Skocz do zawartości
Nerwica.com

Nie wiem co mi jest


Gość Dżejmson

Rekomendowane odpowiedzi

Jestem już załamany. Czuję się, jak bym poza depresją i lękami cierpiał na coś jeszcze. Mam ostre wahania nastroju. Wczoraj przez długi czas miałem myśli samobójcze, a dzisiaj doznałem euforii kilkugodzinnej. Teraz znowu powrót do myśli samobójczych. Cały czas jestem skupiony na uczuciu depersonalizacji i z tego powodu czuję niepokój. Ostatnio brałem pernazinum i poczułem dziwną poprawę (teraz też wziąłem i czuję ulgę). Te ostre i ciągłe wahania nastroju unormowały się i depresja opadła. Przed momentem czułem niepohamowaną chęć chodzić po domu jak nakręcony przez to uczucie depersonalizacji i niepokój. Nie wiem, czy sobie coś już wkręcam i to po prostu ostre lęki czy naprawdę o czymś nie wiem. A te nagłe przeskoki nastrojów mnie wykańczają już dosłownie.

Może panikuję, nie wiem. Ale zacząłem się trochę o siebie bać. W jednym momencie mam ochotę odłożyć leki i terapię bo czuję, jak bym był całkowicie zdrowy, czuję euforię, chęć szaleństwa, rozwalenia pieniędzy, a po paru godzinach mam ochotę ze sobą skończyć.
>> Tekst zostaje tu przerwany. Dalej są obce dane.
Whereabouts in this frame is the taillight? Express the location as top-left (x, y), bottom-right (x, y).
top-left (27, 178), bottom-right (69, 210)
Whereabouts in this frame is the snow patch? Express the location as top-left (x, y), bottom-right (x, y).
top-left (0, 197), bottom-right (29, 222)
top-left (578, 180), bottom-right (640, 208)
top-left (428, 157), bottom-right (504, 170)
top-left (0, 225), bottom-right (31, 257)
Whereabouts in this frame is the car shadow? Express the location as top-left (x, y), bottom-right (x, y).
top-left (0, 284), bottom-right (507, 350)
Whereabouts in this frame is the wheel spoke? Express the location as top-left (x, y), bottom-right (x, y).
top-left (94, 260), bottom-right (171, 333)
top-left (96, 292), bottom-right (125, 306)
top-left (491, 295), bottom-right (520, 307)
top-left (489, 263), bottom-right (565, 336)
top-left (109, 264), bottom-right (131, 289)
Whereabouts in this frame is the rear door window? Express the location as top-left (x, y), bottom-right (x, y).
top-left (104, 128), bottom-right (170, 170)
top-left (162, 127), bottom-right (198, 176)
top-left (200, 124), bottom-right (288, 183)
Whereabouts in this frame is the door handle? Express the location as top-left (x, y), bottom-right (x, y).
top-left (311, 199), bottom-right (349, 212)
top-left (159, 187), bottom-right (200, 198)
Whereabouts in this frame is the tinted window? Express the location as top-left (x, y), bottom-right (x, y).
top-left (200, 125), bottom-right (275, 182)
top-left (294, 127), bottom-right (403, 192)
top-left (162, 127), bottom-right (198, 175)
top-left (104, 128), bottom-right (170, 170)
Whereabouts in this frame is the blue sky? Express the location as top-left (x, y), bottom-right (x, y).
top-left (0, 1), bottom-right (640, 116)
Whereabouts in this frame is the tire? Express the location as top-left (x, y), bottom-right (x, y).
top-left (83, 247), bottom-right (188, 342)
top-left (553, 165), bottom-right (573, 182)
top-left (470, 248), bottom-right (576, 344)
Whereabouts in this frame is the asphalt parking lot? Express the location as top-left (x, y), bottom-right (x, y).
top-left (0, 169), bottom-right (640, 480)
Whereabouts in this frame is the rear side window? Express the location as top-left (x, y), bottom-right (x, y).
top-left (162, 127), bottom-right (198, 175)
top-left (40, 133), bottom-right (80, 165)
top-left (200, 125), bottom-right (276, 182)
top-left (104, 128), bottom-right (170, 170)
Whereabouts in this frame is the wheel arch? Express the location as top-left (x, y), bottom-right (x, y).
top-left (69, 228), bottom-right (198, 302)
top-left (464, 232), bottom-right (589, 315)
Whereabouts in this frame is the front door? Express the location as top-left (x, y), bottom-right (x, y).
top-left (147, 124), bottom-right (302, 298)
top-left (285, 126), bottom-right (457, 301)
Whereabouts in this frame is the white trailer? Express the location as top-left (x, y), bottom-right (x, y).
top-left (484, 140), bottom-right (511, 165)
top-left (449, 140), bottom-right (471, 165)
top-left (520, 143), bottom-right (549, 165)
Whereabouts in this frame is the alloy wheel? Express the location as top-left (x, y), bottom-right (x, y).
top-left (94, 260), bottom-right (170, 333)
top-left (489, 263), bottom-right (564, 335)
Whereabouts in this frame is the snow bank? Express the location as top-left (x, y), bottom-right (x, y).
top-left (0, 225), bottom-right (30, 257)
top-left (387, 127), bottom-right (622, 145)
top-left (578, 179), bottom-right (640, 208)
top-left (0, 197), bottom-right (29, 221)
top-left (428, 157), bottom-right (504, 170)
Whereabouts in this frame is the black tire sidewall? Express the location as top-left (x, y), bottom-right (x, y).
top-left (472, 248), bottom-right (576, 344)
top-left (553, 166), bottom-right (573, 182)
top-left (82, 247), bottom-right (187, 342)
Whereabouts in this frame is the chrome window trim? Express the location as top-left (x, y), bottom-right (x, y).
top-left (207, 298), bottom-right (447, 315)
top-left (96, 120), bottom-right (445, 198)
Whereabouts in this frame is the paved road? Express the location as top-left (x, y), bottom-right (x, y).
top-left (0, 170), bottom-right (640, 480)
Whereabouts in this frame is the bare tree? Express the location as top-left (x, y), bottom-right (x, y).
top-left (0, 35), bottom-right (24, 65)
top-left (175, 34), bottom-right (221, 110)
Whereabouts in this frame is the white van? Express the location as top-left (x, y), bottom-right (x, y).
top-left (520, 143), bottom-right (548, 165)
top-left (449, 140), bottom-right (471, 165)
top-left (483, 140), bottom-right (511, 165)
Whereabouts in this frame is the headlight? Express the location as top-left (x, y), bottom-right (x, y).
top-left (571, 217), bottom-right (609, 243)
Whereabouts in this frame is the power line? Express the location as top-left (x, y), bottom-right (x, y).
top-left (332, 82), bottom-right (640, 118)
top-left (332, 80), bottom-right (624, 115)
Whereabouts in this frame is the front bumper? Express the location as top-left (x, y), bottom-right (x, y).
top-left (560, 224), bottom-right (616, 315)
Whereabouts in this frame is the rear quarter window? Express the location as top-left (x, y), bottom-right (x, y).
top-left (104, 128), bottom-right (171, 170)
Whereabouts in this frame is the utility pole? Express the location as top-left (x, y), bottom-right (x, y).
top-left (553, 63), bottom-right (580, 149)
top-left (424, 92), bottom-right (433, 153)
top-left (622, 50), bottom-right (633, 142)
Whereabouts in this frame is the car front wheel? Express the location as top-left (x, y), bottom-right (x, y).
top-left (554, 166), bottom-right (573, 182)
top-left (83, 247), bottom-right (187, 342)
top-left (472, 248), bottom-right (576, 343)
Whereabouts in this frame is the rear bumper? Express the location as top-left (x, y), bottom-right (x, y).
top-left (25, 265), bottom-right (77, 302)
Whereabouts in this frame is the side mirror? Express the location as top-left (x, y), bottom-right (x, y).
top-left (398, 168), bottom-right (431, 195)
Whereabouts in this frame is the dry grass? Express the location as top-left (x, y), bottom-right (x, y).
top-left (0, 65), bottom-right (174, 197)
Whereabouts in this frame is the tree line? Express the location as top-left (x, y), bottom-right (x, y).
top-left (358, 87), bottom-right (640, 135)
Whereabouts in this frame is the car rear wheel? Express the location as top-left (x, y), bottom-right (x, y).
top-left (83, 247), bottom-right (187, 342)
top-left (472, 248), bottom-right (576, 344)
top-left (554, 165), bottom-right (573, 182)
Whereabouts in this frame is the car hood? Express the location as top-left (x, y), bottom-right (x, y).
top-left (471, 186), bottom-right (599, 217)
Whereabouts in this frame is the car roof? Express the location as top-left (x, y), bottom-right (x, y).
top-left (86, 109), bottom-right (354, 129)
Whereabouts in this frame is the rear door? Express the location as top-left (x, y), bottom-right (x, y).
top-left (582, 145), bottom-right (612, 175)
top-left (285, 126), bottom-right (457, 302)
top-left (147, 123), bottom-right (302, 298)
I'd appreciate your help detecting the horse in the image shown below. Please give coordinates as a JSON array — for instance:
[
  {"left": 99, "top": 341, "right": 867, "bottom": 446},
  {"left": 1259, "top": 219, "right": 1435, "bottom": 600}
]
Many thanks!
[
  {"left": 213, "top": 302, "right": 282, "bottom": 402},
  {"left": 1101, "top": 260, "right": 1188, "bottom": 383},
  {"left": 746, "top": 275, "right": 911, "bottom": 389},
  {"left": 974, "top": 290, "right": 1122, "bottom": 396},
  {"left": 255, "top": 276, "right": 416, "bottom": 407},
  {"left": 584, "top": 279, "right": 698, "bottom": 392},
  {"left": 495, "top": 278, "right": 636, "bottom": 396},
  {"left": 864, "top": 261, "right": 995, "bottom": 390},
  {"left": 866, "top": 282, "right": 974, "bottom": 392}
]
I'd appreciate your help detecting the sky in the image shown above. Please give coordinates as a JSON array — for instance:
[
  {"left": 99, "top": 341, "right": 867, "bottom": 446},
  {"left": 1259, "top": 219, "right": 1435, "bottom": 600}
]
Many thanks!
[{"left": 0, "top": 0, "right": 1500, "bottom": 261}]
Może po prostu już wariuję od ciągłego siedzenia w domu, nie wiem. Wizyta u lekarza we wtorek.

Edytowane przez Gość

Udostępnij tę odpowiedź


Odnośnik do odpowiedzi
Udostępnij na innych stronach

Dżejmson, bierzesz antydepresanty więc normalne, że Cię wyciągają z dołka.

Niepokoi mnie natomiast to, że piszesz o przeskokach nastroju.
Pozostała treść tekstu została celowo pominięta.